7.2 Embedded model runtime inside ProxySQL

ProxySQL links to an embedding runtime (llama.cpp, etc.)

Pros:

  • no network dependency
  • predictable latency if tuned

Cons:

  • increases memory footprint
  • needs careful resource controls

Recommendation Start with an external embedding provider and keep a modular interface that can be swapped later.

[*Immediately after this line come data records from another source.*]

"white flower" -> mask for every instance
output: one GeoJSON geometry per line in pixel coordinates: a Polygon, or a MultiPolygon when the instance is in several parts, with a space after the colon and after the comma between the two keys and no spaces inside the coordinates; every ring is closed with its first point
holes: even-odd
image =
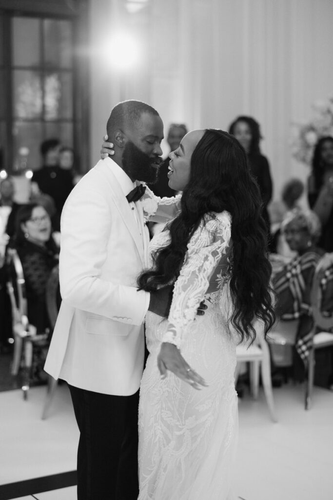
{"type": "Polygon", "coordinates": [[[153,198],[145,198],[142,202],[143,216],[145,220],[148,220],[152,216],[156,214],[158,204],[153,198]]]}
{"type": "Polygon", "coordinates": [[[326,101],[317,101],[313,108],[314,116],[307,123],[296,125],[297,134],[292,143],[294,157],[308,165],[311,164],[318,140],[325,136],[333,134],[333,95],[326,101]]]}
{"type": "Polygon", "coordinates": [[[305,134],[305,140],[310,146],[314,146],[318,138],[317,134],[314,130],[310,130],[305,134]]]}

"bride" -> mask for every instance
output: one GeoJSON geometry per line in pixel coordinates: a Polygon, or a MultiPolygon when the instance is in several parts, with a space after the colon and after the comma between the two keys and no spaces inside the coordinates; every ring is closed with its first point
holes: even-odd
{"type": "Polygon", "coordinates": [[[255,321],[267,332],[274,320],[266,226],[245,151],[232,136],[192,131],[170,158],[169,185],[183,192],[181,210],[153,238],[151,267],[138,278],[152,292],[173,286],[167,317],[148,311],[146,319],[139,500],[230,500],[236,346],[255,338],[255,321]],[[208,308],[196,316],[203,298],[208,308]]]}

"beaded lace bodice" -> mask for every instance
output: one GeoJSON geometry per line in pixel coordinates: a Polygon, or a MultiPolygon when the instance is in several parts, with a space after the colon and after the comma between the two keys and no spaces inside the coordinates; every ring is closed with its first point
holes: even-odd
{"type": "MultiPolygon", "coordinates": [[[[175,283],[163,342],[180,346],[186,327],[194,320],[204,298],[211,302],[220,300],[223,308],[226,298],[222,296],[222,292],[229,277],[231,236],[231,216],[227,212],[207,214],[201,221],[190,240],[184,264],[175,283]]],[[[149,246],[151,256],[166,246],[169,239],[167,230],[155,236],[149,246]]]]}

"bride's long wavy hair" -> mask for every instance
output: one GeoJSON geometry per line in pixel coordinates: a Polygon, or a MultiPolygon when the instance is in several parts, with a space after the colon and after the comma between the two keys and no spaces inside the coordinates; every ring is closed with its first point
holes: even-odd
{"type": "Polygon", "coordinates": [[[155,252],[154,268],[139,276],[139,288],[153,292],[177,278],[189,241],[205,214],[227,210],[232,218],[233,244],[230,290],[234,311],[230,320],[242,340],[254,340],[255,317],[264,322],[267,334],[275,316],[261,205],[242,146],[227,132],[206,130],[192,155],[181,211],[169,224],[170,243],[155,252]]]}

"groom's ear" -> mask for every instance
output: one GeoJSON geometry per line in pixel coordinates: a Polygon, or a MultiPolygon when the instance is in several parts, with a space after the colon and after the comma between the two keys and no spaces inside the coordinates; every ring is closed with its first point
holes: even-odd
{"type": "Polygon", "coordinates": [[[126,144],[126,136],[121,130],[116,130],[114,134],[114,142],[119,148],[123,148],[126,144]]]}

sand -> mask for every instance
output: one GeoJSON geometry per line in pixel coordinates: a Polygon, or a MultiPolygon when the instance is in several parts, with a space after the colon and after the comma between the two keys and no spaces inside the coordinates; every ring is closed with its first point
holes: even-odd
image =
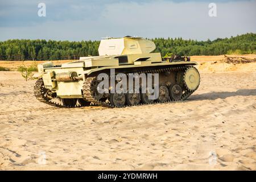
{"type": "Polygon", "coordinates": [[[210,65],[186,101],[123,109],[51,106],[0,72],[0,169],[256,170],[256,63],[210,65]]]}

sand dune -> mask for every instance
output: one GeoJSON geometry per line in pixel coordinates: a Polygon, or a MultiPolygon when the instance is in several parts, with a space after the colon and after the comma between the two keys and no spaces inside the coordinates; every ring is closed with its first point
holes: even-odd
{"type": "Polygon", "coordinates": [[[256,170],[255,72],[201,77],[184,102],[60,109],[0,72],[0,169],[256,170]]]}

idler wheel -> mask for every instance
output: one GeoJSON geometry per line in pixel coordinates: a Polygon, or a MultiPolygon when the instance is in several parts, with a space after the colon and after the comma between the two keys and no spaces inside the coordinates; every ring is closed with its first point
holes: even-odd
{"type": "Polygon", "coordinates": [[[104,94],[104,93],[100,93],[97,90],[98,85],[100,84],[100,81],[98,80],[93,80],[90,85],[90,92],[93,97],[99,101],[101,98],[103,97],[104,94]]]}
{"type": "Polygon", "coordinates": [[[76,106],[77,101],[77,98],[61,98],[63,105],[72,107],[76,106]]]}
{"type": "Polygon", "coordinates": [[[160,102],[166,102],[169,98],[169,90],[165,85],[161,85],[159,88],[159,95],[157,101],[160,102]]]}
{"type": "Polygon", "coordinates": [[[154,95],[154,93],[150,93],[147,91],[146,93],[142,93],[141,94],[141,101],[142,101],[142,103],[144,104],[151,104],[152,103],[154,100],[149,99],[148,96],[154,95]]]}
{"type": "Polygon", "coordinates": [[[192,91],[196,90],[200,81],[200,75],[196,68],[191,67],[186,70],[184,75],[184,82],[188,90],[192,91]]]}
{"type": "Polygon", "coordinates": [[[83,98],[79,98],[77,100],[79,104],[81,106],[87,106],[90,105],[90,102],[88,102],[86,101],[85,101],[84,99],[83,98]]]}
{"type": "Polygon", "coordinates": [[[126,93],[126,101],[129,105],[135,105],[139,104],[139,102],[141,102],[141,94],[139,93],[129,93],[127,92],[126,93]]]}
{"type": "Polygon", "coordinates": [[[170,97],[172,100],[179,101],[181,98],[182,89],[180,85],[174,84],[169,88],[170,97]]]}

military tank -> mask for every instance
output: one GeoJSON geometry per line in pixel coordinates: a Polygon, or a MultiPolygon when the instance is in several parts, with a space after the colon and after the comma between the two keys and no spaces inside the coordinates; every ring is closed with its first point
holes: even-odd
{"type": "MultiPolygon", "coordinates": [[[[78,61],[57,65],[51,61],[40,64],[34,75],[38,79],[35,96],[41,102],[61,107],[122,107],[186,100],[199,86],[200,74],[194,67],[197,64],[187,56],[162,57],[160,53],[153,52],[155,48],[154,42],[142,38],[109,38],[101,41],[98,56],[81,57],[78,61]],[[153,77],[158,74],[158,97],[149,99],[152,93],[142,92],[141,82],[137,92],[113,93],[112,86],[100,93],[101,73],[106,76],[109,82],[118,73],[153,77]]],[[[115,79],[114,85],[121,81],[129,84],[127,80],[115,79]]]]}

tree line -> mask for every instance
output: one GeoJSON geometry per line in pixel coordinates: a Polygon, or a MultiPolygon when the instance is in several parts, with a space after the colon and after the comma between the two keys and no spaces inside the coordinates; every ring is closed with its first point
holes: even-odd
{"type": "MultiPolygon", "coordinates": [[[[248,33],[211,41],[154,38],[155,52],[181,56],[256,53],[256,34],[248,33]]],[[[55,41],[13,39],[0,42],[0,60],[77,60],[79,57],[97,56],[100,41],[55,41]]]]}

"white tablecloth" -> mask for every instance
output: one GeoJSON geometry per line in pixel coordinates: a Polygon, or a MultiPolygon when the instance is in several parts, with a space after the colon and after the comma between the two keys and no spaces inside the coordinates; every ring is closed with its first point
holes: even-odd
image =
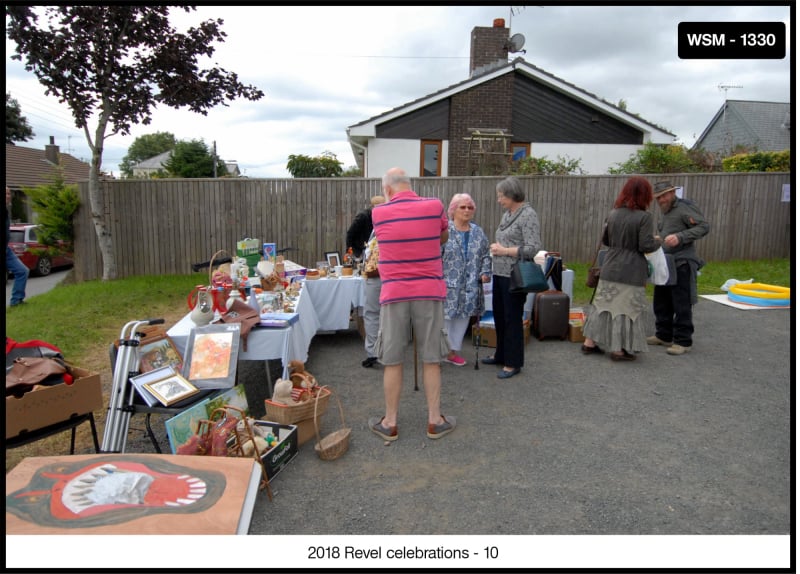
{"type": "Polygon", "coordinates": [[[303,292],[309,295],[317,313],[318,331],[348,329],[350,309],[364,306],[364,280],[358,276],[305,281],[303,292]]]}
{"type": "MultiPolygon", "coordinates": [[[[295,311],[297,322],[286,328],[254,327],[247,335],[247,351],[239,347],[240,361],[266,361],[280,359],[283,377],[288,376],[289,361],[308,360],[311,339],[317,331],[337,331],[350,326],[350,309],[364,306],[364,280],[319,279],[305,282],[295,311]]],[[[181,352],[186,353],[186,343],[194,323],[187,313],[175,323],[167,335],[181,352]]]]}

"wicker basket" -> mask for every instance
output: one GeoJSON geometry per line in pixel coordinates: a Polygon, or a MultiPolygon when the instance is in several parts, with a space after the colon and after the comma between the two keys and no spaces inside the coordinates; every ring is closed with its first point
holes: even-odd
{"type": "Polygon", "coordinates": [[[328,409],[328,401],[330,398],[330,389],[328,389],[328,387],[319,387],[315,400],[306,401],[299,405],[284,405],[266,399],[264,401],[264,406],[267,410],[267,420],[284,425],[293,425],[314,417],[314,413],[317,411],[322,415],[328,409]],[[319,403],[319,407],[317,407],[317,403],[319,403]]]}
{"type": "MultiPolygon", "coordinates": [[[[325,387],[322,388],[324,389],[325,387]]],[[[339,405],[339,416],[342,419],[342,428],[326,435],[324,438],[320,438],[319,436],[319,423],[316,416],[316,406],[318,402],[319,395],[317,395],[317,399],[314,401],[314,430],[317,433],[317,443],[314,445],[314,450],[317,452],[317,456],[322,460],[336,460],[346,453],[347,447],[350,446],[350,428],[347,427],[344,422],[342,401],[339,400],[338,396],[336,397],[336,403],[339,405]]]]}

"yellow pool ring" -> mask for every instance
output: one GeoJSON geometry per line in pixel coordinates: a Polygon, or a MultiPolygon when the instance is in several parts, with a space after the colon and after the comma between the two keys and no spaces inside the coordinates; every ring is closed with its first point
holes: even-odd
{"type": "Polygon", "coordinates": [[[756,299],[789,299],[792,290],[788,287],[767,285],[766,283],[737,283],[728,288],[734,295],[744,295],[756,299]]]}

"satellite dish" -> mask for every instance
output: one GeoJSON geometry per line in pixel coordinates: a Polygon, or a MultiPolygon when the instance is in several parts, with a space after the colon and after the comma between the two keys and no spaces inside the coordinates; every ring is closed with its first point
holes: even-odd
{"type": "Polygon", "coordinates": [[[514,34],[508,41],[509,52],[525,52],[522,46],[525,45],[525,36],[522,34],[514,34]]]}

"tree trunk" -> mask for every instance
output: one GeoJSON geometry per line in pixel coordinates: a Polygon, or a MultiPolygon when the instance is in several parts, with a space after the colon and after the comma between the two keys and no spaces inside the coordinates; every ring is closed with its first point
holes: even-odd
{"type": "Polygon", "coordinates": [[[117,278],[117,260],[114,256],[114,240],[111,237],[111,226],[106,219],[105,203],[100,195],[100,167],[103,162],[103,140],[105,137],[105,121],[98,122],[95,145],[89,140],[92,150],[92,167],[89,171],[89,203],[92,209],[92,222],[97,234],[97,245],[103,259],[103,281],[117,278]]]}

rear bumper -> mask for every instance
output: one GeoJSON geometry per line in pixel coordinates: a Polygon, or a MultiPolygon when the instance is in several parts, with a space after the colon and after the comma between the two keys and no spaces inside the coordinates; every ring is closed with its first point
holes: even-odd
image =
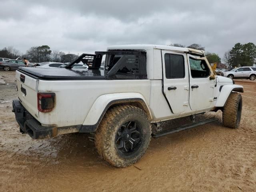
{"type": "Polygon", "coordinates": [[[42,139],[56,136],[58,128],[54,126],[44,126],[35,119],[23,107],[18,100],[12,101],[12,111],[20,125],[20,131],[27,133],[33,139],[42,139]]]}

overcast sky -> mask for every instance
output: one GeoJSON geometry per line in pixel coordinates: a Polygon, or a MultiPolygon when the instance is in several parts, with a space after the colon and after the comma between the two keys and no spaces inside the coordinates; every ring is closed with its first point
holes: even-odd
{"type": "Polygon", "coordinates": [[[0,49],[80,54],[108,45],[198,43],[222,58],[256,44],[256,0],[0,0],[0,49]]]}

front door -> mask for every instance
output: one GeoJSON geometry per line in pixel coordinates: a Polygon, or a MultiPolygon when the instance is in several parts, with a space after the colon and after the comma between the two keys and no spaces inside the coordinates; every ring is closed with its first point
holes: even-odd
{"type": "Polygon", "coordinates": [[[189,104],[192,110],[209,108],[214,99],[214,80],[205,59],[188,54],[190,68],[189,104]]]}
{"type": "Polygon", "coordinates": [[[175,114],[188,106],[188,69],[185,53],[162,51],[164,93],[175,114]]]}

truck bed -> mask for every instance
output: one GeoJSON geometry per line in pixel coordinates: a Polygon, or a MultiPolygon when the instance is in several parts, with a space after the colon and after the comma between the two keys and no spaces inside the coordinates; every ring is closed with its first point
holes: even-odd
{"type": "Polygon", "coordinates": [[[44,80],[82,80],[105,79],[103,69],[21,67],[18,71],[37,79],[44,80]]]}

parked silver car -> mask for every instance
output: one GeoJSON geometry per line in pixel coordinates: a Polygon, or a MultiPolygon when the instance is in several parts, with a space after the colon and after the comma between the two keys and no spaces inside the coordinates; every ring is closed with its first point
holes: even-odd
{"type": "Polygon", "coordinates": [[[223,72],[223,76],[233,79],[256,79],[256,67],[242,67],[234,68],[230,71],[223,72]]]}
{"type": "Polygon", "coordinates": [[[24,67],[24,62],[20,60],[10,60],[0,62],[0,69],[5,71],[16,70],[19,67],[24,67]]]}
{"type": "Polygon", "coordinates": [[[0,62],[1,61],[5,61],[6,60],[10,60],[10,59],[8,59],[8,58],[0,58],[0,62]]]}

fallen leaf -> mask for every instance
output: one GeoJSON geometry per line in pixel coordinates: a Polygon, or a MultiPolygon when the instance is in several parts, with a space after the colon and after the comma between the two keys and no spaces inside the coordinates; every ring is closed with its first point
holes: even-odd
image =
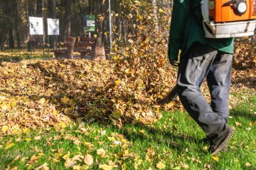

8. Query embedding generation

Vector search needs a query embedding. Do this in the MCP layer:

  1. Take query_text
  2. Apply query normalization (optional but recommended)
  3. Compute query embedding using the same model used for chunks
  4. Execute vector search SQL with a bound embedding vector

Do not

  • accept arbitrary embedding vectors from untrusted callers without validation
  • allow unbounded query lengths

9. Vector search semantics

9.1 Distance vs similarity

Depending on the embedding model and vec search primitive, vector search may return:

  • cosine distance (lower is better)
  • cosine similarity (higher is better)
  • L2 distance (lower is better)

Recommendation Normalize to a “higher is better” score in MCP responses:

  • if distance: score_vec = 1 / (1 + distance) or similar monotonic transform

Keep raw distance in debug fields if needed.

9.2 Filtering

Filtering should be supported by:

  • source_id restriction
  • optional metadata filters (doc-level or chunk-level)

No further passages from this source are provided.